Similarly, Populus — a 265-room hotel currently under construction in Denver, Colorado — is being billed as the first carbon-positive hotel in the US. It features window “lids” that provide shade while improving energy performance and a roof terrace planted with regional vegetation intended to attract local wildlife and insects.

Critics of “sustainable” buildings rightly point out that an eco-friendly, resource-efficient building is one thing; but construction itself has a massive carbon footprint. As noted in a 2022 Bloomberg article, the Marcel may be designated LEED Platinum; but on its way to being the US’s first net-zero-emissions hotel, its calculations failed to include embodied carbon — which includes all the greenhouse gases emitted during renovation, construction, demolition and disposal of a building.
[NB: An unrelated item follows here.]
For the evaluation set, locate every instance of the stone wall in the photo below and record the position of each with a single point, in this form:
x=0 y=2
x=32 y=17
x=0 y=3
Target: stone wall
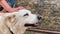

According to Transforming Existing Hotels to Net-Zero Carbon, a guide developed by four companies including IHG Hotels & Resorts, embodied carbon makes up between 30 and 70 percent of a typical building’s total lifecycle emissions. Further, approximately 80 percent of the buildings that will be in use in 2050 are already in existence today.

“Adapting and retrofitting existing buildings to lower GHG emissions is critical and needs to be embraced as part of the hotel sector’s ‘Routemap to Zero Carbon,’ particularly as expectations of hotel investors, owners, staff, and guests shift towards greener, more sustainable models of investment, business operation, and living,” noted Gillian Breen, director of Gleeds at the time of Transforming Existing Hotels’ publication.

The natural solution for most properties, then, is to renovate existing buildings with an eye on sustainability. For example, Hotel Belmar — located in Costa Rica’s Monteverde cloud forest — was built in 1985 with environmental stewardship, cultural appreciation and economic benefits for the local community in mind. Upgrades nearly 30 years later further reduced its environmental footprint.

“The 2012 renovation of Hotel Belmar kept our traditional wooden architecture; but we adapted most rooms, some bathrooms and hallways to have floor-to-ceiling windows, skylights and big sliding glass doors,” said Pedro Belmar, CEO and general manager of the hotel. This increased lighting efficiency and ventilation, and decreased energy consumption. Property owners also invested in solar panels, upgraded water-treatment systems and installed rain-collector systems.

Regardless of whether properties are renovated or built more sustainably (while accounting for embodied carbon), time is of the essence when it comes to making climate-conscious accommodations an industry standard.

“It is widely acknowledged that this decade needs to be one of climate action,” wrote Simon Gill, hotels and leisure business leader for UKIMEA at Arup, in his forward to Transforming Existing Hotels. “Without taking bold steps now, we will not be able to achieve the net-zero carbon target set for 2050 and avert climate catastrophe.”